In southern Afghanistan ,it's becoming increasingly dangerous to be a working woman.Writing in Canada's Globe and Mail, Jane Armstrong reports on how these women are coping.
Last month's assassination of activist Safia Ama Jan, the director of women's affairs for the province of Kandahar, who was gunned down outside her house as she left for work, put a chill in the hearts of female professionals. It harkened back to the time when the Taliban were in power and women were routinely beaten, mutilated and killed for disobeying their restrictive edicts. The women now say the death threats are on the rise, but local police can do nothing to protect them.
At Monday's gathering, eight women sat around a table in a shabby board room, lamenting the rise in violence. They are educated, married women with families. Like nearly all Kandahar women, they wear burkas in public — and remove the head-to-toe covering once inside their offices.
“When I leave for work in the morning, I don't know if I will be coming home,” one working woman lamented during a Monday-morning meeting at a women's resource centre in downtown Kandahar.
I change my route every day,” she continued. “I wear a different coloured burka. Everyone has fear.”
The weekly meetings are a chance for female professionals to gather and vent about the current spate of violence against women in this troubled city.
In Afghanistan it seems the only way a woman can work is by wearing a burka out in public. And yet, in Europe several countries ban women from not only wearing burkas but the hijab- the most common form of headcovering for Muslim women.
The issue of banning burkas is now being discussed in the UK after politican Jack Straw said he would like to ban burkas.
The veil question has exposed a staggering level of thoughtless illiberalism, and not just where you'd expect to find it. Hot off the mark, the Express consults its readers about a ban on the veil:
"An astounding 97% of Daily Express readers agreed a ban would help to safeguard racial harmony." It's not quite clear how this ban would be implemented. (Policemen ripping veils from women's faces? Asbos? Flinging wearers in jail?)
In response to the debate in England, Bill Maher brought up the issue of banning Burkas on his weekly HBO program. Maher asked the guests -- CNN host Lou Dobbs, Ben Affleck and terrorism expert Danielle Pletka, what they thought of the idea of forbidding women in the United States from wearing burkas. Maher is in favor of the ban --saying the burkas are a sign of oppression.
Dobbs agreed. Affleck warned that a ban would be a violation of religious freedom and the terrorism expert said despite her reservations of infringing on religious freedom, she too is in favor of the ban.
While burkas make me uncomfortable for a myriad of reasons, I agree with Affleck. So does David Edgar, a playwright who wrote an opinion piece about the Burka controversy in The Guardian.

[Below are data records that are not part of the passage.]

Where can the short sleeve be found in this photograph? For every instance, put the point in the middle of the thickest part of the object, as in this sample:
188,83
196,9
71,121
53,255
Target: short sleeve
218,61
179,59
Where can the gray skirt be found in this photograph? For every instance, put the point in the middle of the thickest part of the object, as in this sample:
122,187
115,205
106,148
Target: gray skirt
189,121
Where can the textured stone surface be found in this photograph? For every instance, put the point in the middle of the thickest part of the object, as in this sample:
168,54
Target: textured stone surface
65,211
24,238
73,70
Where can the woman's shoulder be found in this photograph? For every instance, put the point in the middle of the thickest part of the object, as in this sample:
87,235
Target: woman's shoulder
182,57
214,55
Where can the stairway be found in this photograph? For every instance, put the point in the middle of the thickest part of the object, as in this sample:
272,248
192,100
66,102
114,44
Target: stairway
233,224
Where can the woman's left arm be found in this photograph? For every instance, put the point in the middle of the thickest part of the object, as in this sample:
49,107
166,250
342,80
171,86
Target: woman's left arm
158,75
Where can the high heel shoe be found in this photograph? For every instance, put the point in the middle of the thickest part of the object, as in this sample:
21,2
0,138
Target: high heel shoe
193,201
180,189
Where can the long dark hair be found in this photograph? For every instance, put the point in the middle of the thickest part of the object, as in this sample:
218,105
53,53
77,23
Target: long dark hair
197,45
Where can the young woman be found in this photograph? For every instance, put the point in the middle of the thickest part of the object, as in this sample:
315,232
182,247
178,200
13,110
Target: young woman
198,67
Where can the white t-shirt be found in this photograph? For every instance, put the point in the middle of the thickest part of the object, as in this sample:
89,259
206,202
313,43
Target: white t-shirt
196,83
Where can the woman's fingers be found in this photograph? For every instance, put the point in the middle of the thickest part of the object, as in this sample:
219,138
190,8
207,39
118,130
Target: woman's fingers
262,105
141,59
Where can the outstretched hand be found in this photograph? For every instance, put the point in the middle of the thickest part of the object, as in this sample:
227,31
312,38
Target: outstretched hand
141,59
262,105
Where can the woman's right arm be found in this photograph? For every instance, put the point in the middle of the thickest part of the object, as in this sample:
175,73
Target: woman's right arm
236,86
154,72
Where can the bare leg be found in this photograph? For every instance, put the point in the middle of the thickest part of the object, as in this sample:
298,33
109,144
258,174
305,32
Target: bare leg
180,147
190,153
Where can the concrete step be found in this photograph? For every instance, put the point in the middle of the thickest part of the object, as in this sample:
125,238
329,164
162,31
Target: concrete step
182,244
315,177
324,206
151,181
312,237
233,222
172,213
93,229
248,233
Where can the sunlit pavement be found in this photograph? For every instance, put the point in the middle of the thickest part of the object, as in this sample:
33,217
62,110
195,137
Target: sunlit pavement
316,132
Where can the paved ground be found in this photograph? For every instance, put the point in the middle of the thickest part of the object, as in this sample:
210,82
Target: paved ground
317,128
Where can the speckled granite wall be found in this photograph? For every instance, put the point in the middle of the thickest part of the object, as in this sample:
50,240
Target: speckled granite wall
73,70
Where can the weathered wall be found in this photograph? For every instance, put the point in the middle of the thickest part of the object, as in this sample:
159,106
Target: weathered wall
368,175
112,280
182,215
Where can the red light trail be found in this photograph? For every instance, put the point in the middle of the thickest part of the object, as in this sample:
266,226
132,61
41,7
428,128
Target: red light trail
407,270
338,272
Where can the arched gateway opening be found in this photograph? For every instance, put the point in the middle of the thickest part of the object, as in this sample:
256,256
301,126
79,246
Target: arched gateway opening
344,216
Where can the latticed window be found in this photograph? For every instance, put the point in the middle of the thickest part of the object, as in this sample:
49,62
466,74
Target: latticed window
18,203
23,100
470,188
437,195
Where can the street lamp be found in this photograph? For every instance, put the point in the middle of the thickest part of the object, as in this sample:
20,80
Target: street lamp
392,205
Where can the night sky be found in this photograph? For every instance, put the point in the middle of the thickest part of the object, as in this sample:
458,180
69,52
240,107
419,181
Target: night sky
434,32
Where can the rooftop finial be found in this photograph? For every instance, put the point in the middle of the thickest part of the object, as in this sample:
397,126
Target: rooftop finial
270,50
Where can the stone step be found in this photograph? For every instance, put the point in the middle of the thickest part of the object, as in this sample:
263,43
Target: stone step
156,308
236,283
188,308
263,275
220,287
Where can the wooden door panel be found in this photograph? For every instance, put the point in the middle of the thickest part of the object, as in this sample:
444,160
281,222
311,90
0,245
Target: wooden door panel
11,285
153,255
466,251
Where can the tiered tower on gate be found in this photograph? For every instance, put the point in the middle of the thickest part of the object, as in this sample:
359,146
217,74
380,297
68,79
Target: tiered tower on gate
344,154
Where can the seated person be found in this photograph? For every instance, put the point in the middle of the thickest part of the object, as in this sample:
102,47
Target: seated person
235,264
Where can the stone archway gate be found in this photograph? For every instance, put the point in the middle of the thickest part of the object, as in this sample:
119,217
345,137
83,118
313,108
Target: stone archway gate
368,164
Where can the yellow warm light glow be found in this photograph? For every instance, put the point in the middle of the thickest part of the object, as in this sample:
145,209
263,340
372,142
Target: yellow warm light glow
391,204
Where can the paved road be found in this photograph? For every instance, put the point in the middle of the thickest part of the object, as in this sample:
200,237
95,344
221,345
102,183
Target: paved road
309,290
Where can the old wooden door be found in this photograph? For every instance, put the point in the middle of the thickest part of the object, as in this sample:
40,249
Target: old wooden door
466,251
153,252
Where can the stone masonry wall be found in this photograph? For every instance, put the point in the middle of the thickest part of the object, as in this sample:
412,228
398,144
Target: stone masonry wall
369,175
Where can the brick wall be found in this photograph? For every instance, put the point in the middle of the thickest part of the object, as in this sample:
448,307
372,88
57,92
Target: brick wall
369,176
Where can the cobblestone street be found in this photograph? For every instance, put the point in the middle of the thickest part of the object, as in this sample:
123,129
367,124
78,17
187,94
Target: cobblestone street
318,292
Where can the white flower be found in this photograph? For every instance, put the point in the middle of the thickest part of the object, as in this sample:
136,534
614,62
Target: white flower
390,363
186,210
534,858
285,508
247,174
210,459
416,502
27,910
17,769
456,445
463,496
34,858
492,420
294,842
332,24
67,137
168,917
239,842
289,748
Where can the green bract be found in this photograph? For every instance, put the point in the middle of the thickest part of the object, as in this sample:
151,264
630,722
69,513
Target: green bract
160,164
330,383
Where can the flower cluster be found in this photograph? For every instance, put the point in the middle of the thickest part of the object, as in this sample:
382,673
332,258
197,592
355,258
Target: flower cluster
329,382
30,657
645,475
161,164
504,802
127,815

And yes, the veil can be alienating to people trying to communicate with the person wearing it; it is sometimes (but not always) worn involuntarily, and (for me) is an expression of devotion to a non-existent supernatural being whose worship excuses all kinds of barbarism. But if we want to have a leg to stand on when we stand up for The Satanic Verses or Behzti or Jerry Springer, we must defend to the death the right to wear it.